Multidimensional Embeddings for Geospatial Data with Hex2Vec and Storing in Geobase
This tutorial demonstrates how to create hex2vec embeddings for geospatial data using srai and store them in a geobase database. We will use the following Python libraries: srai
(version 0.7.5
), geopandas
, and sqlalchemy
.
How Hex2Vec Embedder Works
The Hex2Vec embedder is designed to generate embeddings for hexagonally partitioned geographical regions. These embeddings capture the spatial relationships and the characteristics of the features present within those regions.
How are geospatial embeddings created?
The creation of geospatial embeddings involves several steps:
- select a geographical area of interest
- load OpenStreetMap (OSM) data for that area
- regionalize the area into hexagonal regions
- join the regions with the OSM features
- create embeddings for the regions based on the features
- store the embeddings in a geobase database
This is a high-level overview of the process:
In the rest of this tutorial, we will walk through each of these steps in detail.
Installing Required Packages
To begin, you need to install several Python packages. These packages include libraries for working with geospatial data, embedding models, and Geobase.
!pip install srai[all]
!pip install folium matplotlib mapclassify
!pip install pgvector
!pip install geoalchemy2
Importing Necessary Libraries
import pandas as pd
from sqlalchemy import create_engine, Table, Column, Integer, Float, MetaData
from sqlalchemy.dialects.postgresql import ARRAY
import geopandas as gpd
from pgvector.sqlalchemy import Vector
from geoalchemy2 import Geometry
from sqlalchemy import text, insert
import numpy as np
sqlalchemy
: A Python SQL toolkit for database interaction.pgvector
: Allows you to store vector data in PostgreSQL.geoalchemy2
: Extends SQLAlchemy to support geospatial data types.
Import Necessary SRAI Libraries
from srai.embedders import Hex2VecEmbedder
from srai.joiners import IntersectionJoiner
from srai.loaders import OSMPbfLoader
from srai.loaders.osm_loaders.filters import HEX2VEC_FILTER
from srai.neighbourhoods.h3_neighbourhood import H3Neighbourhood
from srai.regionalizers import H3Regionalizer, geocode_to_region_gdf
from srai.plotting import plot_regions, plot_numeric_data
- OSMPbfLoader: Loads OSM data for a specified area.

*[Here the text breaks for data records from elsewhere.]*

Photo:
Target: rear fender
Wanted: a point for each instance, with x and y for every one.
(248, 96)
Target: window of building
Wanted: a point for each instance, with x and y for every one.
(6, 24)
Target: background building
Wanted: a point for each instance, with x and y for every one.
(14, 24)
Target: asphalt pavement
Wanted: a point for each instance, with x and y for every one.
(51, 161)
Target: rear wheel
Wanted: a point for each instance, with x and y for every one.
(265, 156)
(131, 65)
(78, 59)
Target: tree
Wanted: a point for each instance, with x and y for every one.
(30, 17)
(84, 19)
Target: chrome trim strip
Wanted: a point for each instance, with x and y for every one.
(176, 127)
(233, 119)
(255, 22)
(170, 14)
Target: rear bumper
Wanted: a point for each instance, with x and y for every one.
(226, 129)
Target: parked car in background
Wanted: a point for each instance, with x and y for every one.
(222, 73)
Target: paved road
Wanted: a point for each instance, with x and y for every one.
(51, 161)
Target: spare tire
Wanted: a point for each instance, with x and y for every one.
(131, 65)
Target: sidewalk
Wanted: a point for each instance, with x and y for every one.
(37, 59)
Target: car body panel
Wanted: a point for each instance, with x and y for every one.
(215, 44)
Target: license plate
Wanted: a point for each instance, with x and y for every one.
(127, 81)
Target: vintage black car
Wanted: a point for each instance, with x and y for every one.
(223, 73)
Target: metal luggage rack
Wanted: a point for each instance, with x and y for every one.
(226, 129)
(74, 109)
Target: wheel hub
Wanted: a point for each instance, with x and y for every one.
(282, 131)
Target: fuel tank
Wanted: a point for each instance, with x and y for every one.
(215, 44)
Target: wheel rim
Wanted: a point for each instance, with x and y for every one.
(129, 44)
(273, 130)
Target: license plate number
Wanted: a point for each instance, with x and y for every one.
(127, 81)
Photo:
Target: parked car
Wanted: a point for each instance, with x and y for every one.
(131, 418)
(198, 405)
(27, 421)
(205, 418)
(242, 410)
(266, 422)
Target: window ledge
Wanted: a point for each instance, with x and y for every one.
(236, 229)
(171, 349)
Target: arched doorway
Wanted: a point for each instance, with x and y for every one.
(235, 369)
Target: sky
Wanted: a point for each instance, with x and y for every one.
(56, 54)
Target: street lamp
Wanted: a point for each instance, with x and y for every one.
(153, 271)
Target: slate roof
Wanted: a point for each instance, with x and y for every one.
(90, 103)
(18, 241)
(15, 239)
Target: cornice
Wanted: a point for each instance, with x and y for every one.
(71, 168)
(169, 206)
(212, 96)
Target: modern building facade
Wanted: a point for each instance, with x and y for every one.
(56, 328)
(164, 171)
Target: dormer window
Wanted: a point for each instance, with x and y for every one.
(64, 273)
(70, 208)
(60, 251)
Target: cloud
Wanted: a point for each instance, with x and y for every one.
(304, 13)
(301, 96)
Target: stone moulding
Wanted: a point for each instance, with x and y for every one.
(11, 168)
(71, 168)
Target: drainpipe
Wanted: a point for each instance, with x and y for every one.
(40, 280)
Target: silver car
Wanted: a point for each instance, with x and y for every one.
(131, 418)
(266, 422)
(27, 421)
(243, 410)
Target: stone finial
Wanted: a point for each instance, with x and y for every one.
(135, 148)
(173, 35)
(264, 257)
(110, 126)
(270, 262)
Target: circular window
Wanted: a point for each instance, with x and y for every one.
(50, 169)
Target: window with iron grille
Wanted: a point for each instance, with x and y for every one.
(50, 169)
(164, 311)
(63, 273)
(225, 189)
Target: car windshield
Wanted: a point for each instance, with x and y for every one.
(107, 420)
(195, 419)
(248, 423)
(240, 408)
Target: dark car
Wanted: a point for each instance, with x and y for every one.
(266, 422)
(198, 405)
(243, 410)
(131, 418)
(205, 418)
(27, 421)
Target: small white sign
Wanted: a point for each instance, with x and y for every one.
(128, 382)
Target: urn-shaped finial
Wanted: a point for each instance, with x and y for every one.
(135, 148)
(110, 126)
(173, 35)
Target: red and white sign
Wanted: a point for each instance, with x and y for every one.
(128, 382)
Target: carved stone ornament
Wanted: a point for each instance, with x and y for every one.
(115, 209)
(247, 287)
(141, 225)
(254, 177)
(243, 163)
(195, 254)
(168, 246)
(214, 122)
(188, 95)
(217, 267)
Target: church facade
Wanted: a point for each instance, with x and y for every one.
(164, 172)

- H3Regionalizer: Converts geographical areas into H3 hexagons at a specific resolution.
- IntersectionJoiner: Joins geospatial regions with OSM features.
Load OSM Data and Regionalize
- Load OSM Data: Use OSMOnlineLoader to load features for a specific area and query.
- Regionalize Data: We use the
H3Regionalizer
to divide the area of interest into hexagonal regions. The H3 indexing system is a hierarchical hexagonal grid system that is useful for spatial analysis.
loader = OSMPbfLoader()
regionalizer = H3Regionalizer(resolution=11)
area = geocode_to_region_gdf("City of London")
regions = regionalizer.transform(area)
Load Features
Using the loader, we load the features from OSM within the specified area. The HEX2VEC_FILTER
ensures that only relevant features for the Hex2Vec model are loaded.
features = loader.load(area, HEX2VEC_FILTER)
Initialize the Joiner
The IntersectionJoiner is used to join the spatial features with the defined regions. This step ensures that each region has associated feature data for embedding.
joiner = IntersectionJoiner()
Join Regions and Features
The joiner transforms the regions and features into a joint representation, necessary for embedding.
joint = joiner.transform(regions, features)
Define the Neighbourhood
We define the spatial neighbourhood using the H3Neighbourhood class, which will help the embedder understand spatial relationships.
neighbourhood = H3Neighbourhood(regions_gdf=regions)
Initialize, Fit and Transform Embedder
We fit the embedder to the regions, features, joint representation, and neighbourhood. This step trains the model to create meaningful embeddings.
embedder = Hex2VecEmbedder()
embedder = Hex2VecEmbedder([15, 10, 3])
embedder.fit(regions, features, joint, neighbourhood, batch_size=128)
embeddings = embedder.transform(regions, features, joint)
Visualize the Results
Use srai.plotting
to visualize the regions and the embeddings.
folium_map = plot_regions(area, colormap=["rgba(0,0,0,0.1)"], tiles_style="CartoDB positron")
plot_numeric_data(regions, 0, embeddings, map=folium_map)
Saving Embeddings to Geobase
- Create a Connection to the Database: Use sqlalchemy to create an engine for the geobase database.
- Prepare Data for Storage: Convert the embeddings to a DataFrame and then to a GeoDataFrame.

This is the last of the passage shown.